Todo fue hecho a la vista. La Isla se convirtió en un tablero de ajedrez. Cada partida tuvo en nosotros actores-piezas y espectadores-víctimas a la vez. Esto lo explica Solomon Asch cuando afirma que aun sin consentimiento informado y donde cada decisión del poder significaba la anulación de la ciudadanía, hubo conformidad social para ajustarse a las normas del grupo en el poder, incluso cuando sabían que esas normas estaban equivocadas.
Y es que Cuba aplaudió mayoritariamente el sacrificio, la humillación y cada disparo de ella misma contra sí. No caben dudas: los victimarios-víctimas fueron mayoría durante dos décadas, que actuaron contra las minorías reprimidas al resistirse, al no ajustarse a las normas que configuraron la trágica realidad cubana hasta hoy.
Hay que ser sinceros, aunque duela: la sociedad cubana otorgó un apoyo mayoritario a medidas y determinaciones que la afectarían. Fue primero una aprobación consciente, y luego, por miedo, se hizo rehén y comenzó a sobrevivir en un encierro cada vez más asfixiante, como cuenta el filme Los sobrevivientes, de Tomás Gutiérrez Alea. La ciudadanía, por compromisos, emociones, temores y supervivencia, apoyó políticas de todo tipo contra sí misma durante décadas, con momentos críticos que indican las resistencias de determinados sectores que, excepcionalmente, buscaron los cambios desde dentro.

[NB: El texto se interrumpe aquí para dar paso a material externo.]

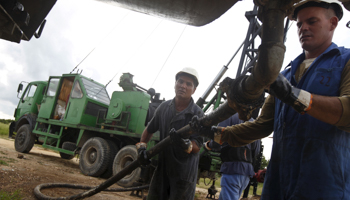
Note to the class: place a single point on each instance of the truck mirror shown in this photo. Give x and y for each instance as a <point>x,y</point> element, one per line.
<point>20,88</point>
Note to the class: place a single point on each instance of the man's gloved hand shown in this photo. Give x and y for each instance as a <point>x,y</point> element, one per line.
<point>142,156</point>
<point>299,99</point>
<point>202,130</point>
<point>206,145</point>
<point>185,144</point>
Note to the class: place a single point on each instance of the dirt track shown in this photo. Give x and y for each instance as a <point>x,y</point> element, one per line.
<point>43,166</point>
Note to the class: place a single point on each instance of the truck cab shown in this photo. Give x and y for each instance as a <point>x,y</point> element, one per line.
<point>74,99</point>
<point>28,105</point>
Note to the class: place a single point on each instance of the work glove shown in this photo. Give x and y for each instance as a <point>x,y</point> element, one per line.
<point>206,145</point>
<point>142,155</point>
<point>185,144</point>
<point>300,100</point>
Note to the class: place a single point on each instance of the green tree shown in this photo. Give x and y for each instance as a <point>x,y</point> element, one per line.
<point>264,162</point>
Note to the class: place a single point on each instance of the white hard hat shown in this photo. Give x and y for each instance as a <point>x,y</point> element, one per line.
<point>328,4</point>
<point>190,71</point>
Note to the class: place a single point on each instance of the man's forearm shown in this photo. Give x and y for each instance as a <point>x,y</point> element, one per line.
<point>326,109</point>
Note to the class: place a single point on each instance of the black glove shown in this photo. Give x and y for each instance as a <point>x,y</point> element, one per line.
<point>185,144</point>
<point>142,156</point>
<point>298,99</point>
<point>205,131</point>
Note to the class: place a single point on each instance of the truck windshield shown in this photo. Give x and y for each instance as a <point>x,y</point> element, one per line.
<point>53,84</point>
<point>96,91</point>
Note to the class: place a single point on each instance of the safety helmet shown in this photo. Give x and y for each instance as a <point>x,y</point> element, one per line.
<point>189,71</point>
<point>328,4</point>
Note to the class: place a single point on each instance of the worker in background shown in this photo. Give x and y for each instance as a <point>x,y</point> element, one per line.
<point>237,167</point>
<point>308,110</point>
<point>176,174</point>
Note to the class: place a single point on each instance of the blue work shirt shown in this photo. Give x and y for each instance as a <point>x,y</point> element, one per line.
<point>310,159</point>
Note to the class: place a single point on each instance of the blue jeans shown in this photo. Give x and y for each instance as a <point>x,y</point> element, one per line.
<point>232,186</point>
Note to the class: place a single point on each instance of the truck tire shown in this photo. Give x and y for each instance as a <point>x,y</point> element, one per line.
<point>24,140</point>
<point>114,150</point>
<point>123,158</point>
<point>94,157</point>
<point>68,146</point>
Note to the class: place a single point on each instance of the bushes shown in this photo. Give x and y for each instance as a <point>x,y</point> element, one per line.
<point>4,129</point>
<point>6,121</point>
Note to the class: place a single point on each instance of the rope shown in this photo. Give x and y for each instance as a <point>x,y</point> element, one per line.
<point>101,41</point>
<point>169,55</point>
<point>135,52</point>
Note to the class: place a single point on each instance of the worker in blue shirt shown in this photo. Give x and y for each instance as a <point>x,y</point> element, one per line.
<point>237,167</point>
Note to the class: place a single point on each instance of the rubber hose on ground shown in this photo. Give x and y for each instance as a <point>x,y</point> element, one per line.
<point>41,196</point>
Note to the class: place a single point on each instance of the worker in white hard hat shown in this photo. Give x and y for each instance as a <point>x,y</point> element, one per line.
<point>308,110</point>
<point>176,173</point>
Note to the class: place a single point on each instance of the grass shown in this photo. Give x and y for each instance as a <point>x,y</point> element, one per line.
<point>4,129</point>
<point>16,195</point>
<point>2,162</point>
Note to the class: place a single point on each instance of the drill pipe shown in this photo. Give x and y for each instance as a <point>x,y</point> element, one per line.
<point>221,113</point>
<point>271,52</point>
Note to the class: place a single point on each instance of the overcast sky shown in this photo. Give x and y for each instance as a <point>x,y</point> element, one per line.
<point>127,41</point>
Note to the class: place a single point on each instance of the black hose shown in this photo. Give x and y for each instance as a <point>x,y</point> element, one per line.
<point>39,195</point>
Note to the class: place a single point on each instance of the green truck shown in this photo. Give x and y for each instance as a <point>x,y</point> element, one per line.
<point>74,115</point>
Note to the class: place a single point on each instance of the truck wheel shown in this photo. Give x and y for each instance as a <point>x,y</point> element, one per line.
<point>68,146</point>
<point>124,157</point>
<point>94,157</point>
<point>25,140</point>
<point>114,150</point>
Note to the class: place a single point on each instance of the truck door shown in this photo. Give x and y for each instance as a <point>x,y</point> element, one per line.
<point>26,103</point>
<point>49,101</point>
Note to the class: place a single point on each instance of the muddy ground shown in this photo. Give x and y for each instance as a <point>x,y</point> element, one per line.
<point>44,166</point>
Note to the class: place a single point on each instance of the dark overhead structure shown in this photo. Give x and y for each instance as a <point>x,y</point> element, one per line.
<point>20,20</point>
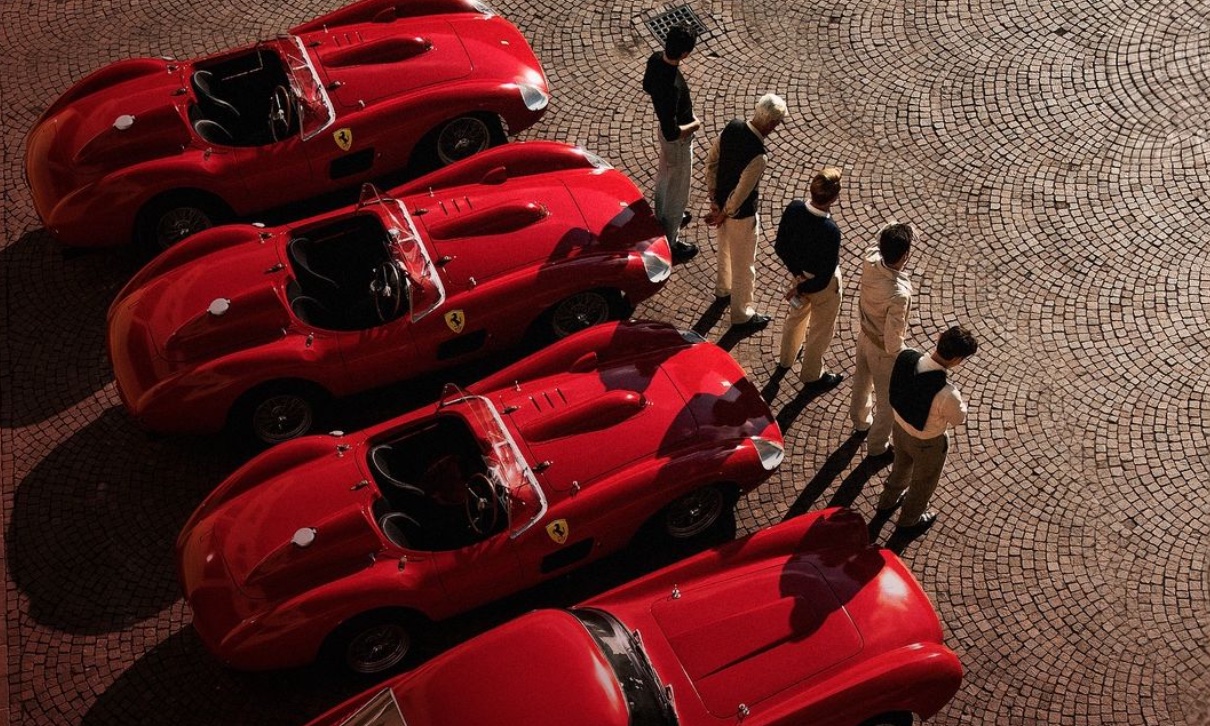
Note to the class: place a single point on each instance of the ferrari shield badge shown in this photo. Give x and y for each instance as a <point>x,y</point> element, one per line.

Varias generaciones creyeron durante toda su vida, o siguen creyendo más allá de toda racionalidad. ¿Qué nos pasó? Desde su teoría de la conformidad, Asch explica algo que pudiera dar luces en este asunto: «la conformidad no es solo una cuestión de rendirse ante la presión del grupo, sino también de la necesidad de sentirse parte de un colectivo y ser aceptado». Es decir, la sociedad cubana, al menos gran parte de ella, hizo de la simulación un modo de vida al costo moral más alto frente a los otros y a ellos mismos. La dignidad humana fue pisoteada no solo por los que detentaron y detentan el poder, sino por un accionar propio.

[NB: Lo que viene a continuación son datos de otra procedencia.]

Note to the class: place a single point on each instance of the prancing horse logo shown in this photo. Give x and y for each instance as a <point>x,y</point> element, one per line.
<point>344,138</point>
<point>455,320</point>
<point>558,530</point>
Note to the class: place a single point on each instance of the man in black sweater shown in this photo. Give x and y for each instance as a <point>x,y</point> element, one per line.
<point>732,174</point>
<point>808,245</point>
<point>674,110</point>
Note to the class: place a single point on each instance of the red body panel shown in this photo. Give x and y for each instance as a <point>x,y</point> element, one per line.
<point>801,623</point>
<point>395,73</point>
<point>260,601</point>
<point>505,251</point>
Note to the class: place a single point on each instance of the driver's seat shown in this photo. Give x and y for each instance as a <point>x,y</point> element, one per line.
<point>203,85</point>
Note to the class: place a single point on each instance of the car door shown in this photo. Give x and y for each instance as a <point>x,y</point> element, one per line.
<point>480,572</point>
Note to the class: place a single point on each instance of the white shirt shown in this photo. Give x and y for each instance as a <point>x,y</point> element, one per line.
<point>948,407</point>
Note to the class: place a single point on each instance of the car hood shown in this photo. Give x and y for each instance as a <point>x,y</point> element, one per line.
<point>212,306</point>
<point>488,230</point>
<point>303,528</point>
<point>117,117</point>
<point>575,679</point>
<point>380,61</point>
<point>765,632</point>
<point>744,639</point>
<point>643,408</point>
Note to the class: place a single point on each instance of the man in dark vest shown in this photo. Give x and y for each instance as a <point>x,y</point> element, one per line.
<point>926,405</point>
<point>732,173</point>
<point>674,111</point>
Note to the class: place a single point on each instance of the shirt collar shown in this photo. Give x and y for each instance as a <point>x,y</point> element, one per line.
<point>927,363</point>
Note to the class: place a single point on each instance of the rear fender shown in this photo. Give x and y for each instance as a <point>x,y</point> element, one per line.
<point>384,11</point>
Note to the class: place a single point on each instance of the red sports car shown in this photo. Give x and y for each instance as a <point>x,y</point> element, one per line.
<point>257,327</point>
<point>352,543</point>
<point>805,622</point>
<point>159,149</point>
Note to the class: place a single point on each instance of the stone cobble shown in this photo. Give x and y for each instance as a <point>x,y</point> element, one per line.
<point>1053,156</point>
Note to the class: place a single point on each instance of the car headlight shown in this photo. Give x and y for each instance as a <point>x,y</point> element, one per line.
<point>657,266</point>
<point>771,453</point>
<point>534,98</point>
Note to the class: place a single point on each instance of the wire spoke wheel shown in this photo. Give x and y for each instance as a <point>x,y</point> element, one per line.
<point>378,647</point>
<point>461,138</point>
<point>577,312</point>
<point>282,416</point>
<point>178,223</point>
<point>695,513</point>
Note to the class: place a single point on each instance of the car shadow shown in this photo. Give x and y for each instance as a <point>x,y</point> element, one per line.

El «hombre nuevo» fue una construcción ideológica que justificó la destrucción del individuo y sus derechos fundamentales. La sociedad cubana mayoritariamente aceptó ser parte de un experimento social que la llevó a su propia negación como ciudadanía. Los cubanos nos convertimos en nuestros propios vigilantes, en delatores de nuestros vecinos, en jueces de nuestros amigos y en verdugos de nuestra propia libertad.
¿Cómo salir de esto? La respuesta no es simple ni única. Requiere un proceso de reconocimiento colectivo de lo sucedido, de aceptación de responsabilidades y de reconstrucción de valores ciudadanos. La sociedad cubana necesita recuperar su capacidad de pensamiento crítico, su autonomía individual y su dignidad como pueblo.

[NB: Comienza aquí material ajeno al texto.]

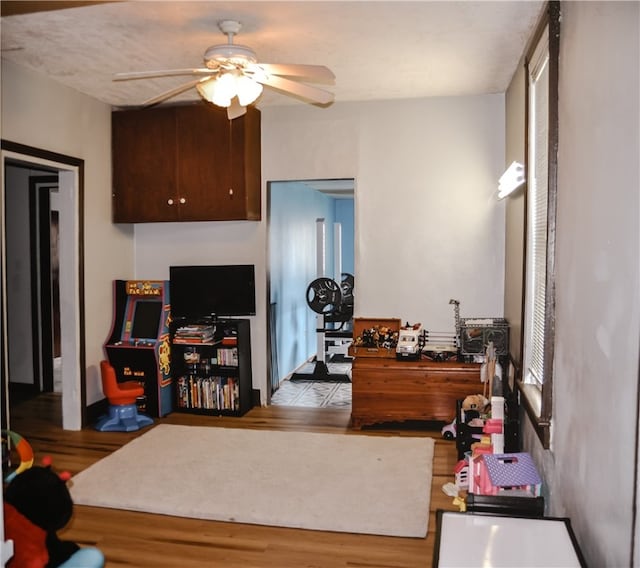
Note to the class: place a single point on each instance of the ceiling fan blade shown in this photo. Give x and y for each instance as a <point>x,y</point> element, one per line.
<point>235,110</point>
<point>313,73</point>
<point>162,73</point>
<point>171,93</point>
<point>312,94</point>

Explicar qué nos pasó no es solo un ejercicio de memoria histórica; es una necesidad vital para la construcción de un nuevo futuro, donde la libertad individual y los derechos fundamentales sean la base de nuestra sociedad; donde el miedo no sea el motor de nuestras acciones y donde la dignidad humana sea verdaderamente respetada.
Únicamente así, entendiendo el pasado y asumiendo nuestras responsabilidades, podremos comenzar a reconstruir una Cuba en la que el ciudadano sea libre, y donde la democracia no sea solo una aspiración, sino una realidad cotidiana.
i S. E, Asch, (1951). Opinions and social pressure. Scientific American, 185(5), 31-35.
ii Ibídem
Pedro Pablo Aguilera es filósofo, Especialista en Historia de la Filosofía.